Demonstrating the joy of discovery that comes to Masterson with the dyno process, he offered with a subtle grin, “We normally see our best number on the first dyno pull of the day. This pass was better. Heat kills power.”

Masterson is quick to credit Jed Pettus with helping him set up the dyno. Pettus and his teammate Russell Counce have a dyno in Lawrenceburg, Tennessee, and serve a host of pullers. Over time, Kevin has gained customers for dyno time, and following harvest, there’s a steady stream of engines coming in and out of the shop, with their owners looking for power and diagnosis of problems.

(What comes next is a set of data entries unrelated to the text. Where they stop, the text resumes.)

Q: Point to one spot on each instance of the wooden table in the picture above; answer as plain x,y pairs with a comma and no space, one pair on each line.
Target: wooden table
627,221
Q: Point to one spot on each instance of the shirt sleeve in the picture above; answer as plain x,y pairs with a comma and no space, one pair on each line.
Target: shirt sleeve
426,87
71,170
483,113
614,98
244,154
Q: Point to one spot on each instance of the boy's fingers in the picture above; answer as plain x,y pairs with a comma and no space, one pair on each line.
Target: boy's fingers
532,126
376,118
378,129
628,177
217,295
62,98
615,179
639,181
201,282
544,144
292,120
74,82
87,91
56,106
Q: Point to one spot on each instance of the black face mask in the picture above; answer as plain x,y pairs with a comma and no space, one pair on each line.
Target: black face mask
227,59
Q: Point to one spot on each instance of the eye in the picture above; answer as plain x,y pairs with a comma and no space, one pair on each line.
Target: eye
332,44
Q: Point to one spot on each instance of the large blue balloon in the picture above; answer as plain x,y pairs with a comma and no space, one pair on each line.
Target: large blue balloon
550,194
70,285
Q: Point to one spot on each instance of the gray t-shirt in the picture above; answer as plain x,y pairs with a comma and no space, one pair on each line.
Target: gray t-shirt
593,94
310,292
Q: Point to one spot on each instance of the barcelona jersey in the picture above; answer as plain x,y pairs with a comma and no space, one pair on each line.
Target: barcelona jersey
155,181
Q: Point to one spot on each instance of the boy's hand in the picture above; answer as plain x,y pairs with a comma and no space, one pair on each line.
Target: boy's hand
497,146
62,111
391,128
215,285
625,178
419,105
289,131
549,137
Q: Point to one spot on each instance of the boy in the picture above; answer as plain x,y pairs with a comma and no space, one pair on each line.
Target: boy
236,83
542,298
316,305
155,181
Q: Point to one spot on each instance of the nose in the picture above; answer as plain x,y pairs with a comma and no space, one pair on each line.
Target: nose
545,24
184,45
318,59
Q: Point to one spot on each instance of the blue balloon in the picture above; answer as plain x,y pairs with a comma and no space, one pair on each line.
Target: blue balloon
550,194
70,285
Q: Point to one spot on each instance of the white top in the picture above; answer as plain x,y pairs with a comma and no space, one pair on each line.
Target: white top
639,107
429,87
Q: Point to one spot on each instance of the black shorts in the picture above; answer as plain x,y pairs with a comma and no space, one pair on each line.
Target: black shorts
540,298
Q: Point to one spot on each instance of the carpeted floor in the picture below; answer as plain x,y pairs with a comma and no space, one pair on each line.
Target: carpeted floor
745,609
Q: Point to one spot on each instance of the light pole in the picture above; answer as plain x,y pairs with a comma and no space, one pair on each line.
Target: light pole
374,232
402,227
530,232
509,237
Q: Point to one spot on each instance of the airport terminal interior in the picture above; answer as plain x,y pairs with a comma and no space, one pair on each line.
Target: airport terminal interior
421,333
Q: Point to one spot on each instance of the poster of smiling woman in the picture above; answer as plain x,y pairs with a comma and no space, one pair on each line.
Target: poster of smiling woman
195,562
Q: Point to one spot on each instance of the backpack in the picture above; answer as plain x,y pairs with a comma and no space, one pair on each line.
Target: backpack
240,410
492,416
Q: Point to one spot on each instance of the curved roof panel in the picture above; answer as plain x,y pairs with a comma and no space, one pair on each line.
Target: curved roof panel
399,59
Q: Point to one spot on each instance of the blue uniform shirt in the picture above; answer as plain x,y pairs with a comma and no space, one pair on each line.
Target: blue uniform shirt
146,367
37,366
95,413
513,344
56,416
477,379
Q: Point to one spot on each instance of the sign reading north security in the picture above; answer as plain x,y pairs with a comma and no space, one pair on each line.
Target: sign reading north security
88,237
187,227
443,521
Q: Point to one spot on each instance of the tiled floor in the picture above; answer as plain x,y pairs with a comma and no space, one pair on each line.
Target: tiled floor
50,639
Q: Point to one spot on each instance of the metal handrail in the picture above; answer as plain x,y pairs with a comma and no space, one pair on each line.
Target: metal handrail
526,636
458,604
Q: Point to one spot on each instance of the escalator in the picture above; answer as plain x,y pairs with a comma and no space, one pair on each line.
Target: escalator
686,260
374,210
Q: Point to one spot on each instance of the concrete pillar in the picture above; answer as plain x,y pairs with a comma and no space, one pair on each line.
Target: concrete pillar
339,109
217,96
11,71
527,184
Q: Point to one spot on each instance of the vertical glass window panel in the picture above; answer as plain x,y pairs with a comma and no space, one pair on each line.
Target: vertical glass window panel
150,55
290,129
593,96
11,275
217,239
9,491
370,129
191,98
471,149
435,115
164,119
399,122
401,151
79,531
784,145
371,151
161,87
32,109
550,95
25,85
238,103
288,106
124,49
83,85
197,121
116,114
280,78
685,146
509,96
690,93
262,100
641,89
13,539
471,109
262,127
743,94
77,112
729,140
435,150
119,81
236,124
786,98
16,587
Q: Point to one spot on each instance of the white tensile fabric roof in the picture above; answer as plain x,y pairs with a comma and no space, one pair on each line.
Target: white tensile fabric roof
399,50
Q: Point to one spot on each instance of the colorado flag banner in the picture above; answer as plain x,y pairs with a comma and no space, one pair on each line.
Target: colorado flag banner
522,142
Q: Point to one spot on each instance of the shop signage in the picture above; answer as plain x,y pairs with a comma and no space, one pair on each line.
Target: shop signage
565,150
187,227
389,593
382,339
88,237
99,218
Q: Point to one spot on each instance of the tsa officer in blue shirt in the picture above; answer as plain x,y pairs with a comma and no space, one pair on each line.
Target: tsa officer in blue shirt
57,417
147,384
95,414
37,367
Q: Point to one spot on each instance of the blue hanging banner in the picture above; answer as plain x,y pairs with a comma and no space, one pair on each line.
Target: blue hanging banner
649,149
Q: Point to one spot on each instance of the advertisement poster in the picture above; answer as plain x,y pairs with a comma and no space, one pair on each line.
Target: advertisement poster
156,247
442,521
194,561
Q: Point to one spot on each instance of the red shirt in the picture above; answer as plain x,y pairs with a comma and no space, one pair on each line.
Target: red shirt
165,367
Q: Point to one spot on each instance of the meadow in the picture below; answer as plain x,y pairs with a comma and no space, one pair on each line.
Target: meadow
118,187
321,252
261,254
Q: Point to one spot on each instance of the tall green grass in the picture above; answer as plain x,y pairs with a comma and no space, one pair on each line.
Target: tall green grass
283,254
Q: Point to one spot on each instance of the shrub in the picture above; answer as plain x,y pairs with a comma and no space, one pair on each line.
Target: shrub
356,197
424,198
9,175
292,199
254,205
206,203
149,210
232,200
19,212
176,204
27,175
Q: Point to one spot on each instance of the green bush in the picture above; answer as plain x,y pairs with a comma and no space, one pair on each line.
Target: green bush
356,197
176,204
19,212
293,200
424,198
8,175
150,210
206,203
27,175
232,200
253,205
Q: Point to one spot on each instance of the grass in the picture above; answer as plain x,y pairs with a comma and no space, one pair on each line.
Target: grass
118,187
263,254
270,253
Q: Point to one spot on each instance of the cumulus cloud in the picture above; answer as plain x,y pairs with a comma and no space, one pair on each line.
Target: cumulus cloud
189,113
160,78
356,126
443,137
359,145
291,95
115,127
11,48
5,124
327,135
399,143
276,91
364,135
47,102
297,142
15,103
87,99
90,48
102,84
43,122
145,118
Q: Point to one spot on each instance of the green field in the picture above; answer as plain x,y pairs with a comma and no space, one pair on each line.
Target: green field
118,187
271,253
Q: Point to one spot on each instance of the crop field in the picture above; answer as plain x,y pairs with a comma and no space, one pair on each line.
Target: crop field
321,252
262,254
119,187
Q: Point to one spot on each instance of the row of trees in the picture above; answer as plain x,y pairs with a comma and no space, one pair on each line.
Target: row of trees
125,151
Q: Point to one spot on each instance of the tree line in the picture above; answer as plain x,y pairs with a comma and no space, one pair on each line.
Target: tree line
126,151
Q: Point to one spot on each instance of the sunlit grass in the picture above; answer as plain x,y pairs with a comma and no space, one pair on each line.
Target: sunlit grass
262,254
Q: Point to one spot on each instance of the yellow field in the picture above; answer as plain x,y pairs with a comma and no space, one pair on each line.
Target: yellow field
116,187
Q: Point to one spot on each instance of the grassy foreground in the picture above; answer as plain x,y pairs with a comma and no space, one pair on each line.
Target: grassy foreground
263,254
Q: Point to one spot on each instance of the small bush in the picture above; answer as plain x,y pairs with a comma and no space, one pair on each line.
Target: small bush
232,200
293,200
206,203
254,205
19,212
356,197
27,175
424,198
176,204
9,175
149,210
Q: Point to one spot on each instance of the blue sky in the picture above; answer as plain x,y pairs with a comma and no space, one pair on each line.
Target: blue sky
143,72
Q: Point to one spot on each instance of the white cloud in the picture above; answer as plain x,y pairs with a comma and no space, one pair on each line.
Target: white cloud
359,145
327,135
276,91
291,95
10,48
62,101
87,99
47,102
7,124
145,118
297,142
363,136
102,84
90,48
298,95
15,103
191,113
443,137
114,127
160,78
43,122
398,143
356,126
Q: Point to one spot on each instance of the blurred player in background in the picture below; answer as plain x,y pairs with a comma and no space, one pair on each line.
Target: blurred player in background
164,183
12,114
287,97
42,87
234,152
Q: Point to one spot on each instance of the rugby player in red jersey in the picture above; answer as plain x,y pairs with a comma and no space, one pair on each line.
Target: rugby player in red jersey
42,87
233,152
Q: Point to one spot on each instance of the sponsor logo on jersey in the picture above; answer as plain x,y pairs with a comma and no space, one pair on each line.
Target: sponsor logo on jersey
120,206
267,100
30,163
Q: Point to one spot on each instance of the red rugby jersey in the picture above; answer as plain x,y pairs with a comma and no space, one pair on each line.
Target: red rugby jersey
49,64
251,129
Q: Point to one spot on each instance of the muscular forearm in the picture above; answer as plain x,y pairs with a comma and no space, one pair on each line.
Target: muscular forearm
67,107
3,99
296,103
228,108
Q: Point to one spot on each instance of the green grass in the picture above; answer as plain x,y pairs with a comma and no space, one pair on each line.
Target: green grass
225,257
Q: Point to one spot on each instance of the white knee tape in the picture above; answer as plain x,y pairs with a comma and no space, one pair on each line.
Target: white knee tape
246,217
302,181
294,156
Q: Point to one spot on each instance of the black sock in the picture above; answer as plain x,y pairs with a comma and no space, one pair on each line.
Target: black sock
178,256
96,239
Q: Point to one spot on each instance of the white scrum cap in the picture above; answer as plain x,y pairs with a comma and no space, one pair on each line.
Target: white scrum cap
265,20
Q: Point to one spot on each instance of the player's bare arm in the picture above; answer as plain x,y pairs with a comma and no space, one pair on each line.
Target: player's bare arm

While Kevin is humble about his ability as a tuner, from the engine and into the chassis and driveline, Gentry confided, “I’ve been helping (the Mastersons) since 2019…it’s been an eye-opening experience what I’ve learned from Kevin in that time.”

In the end, a 13-second pass down the track is the result of long hours spent studying, learning, and discovering in a shop in Southern Indiana. Those long hours have translated into not only the 2023 Grand Champion Title but also top honors on the Pro Pulling League Champions Tour.

It's a continuation of a legacy in the House(s) that Don Masterson built, with the intention in Kevin's and team's hearts to expand on it.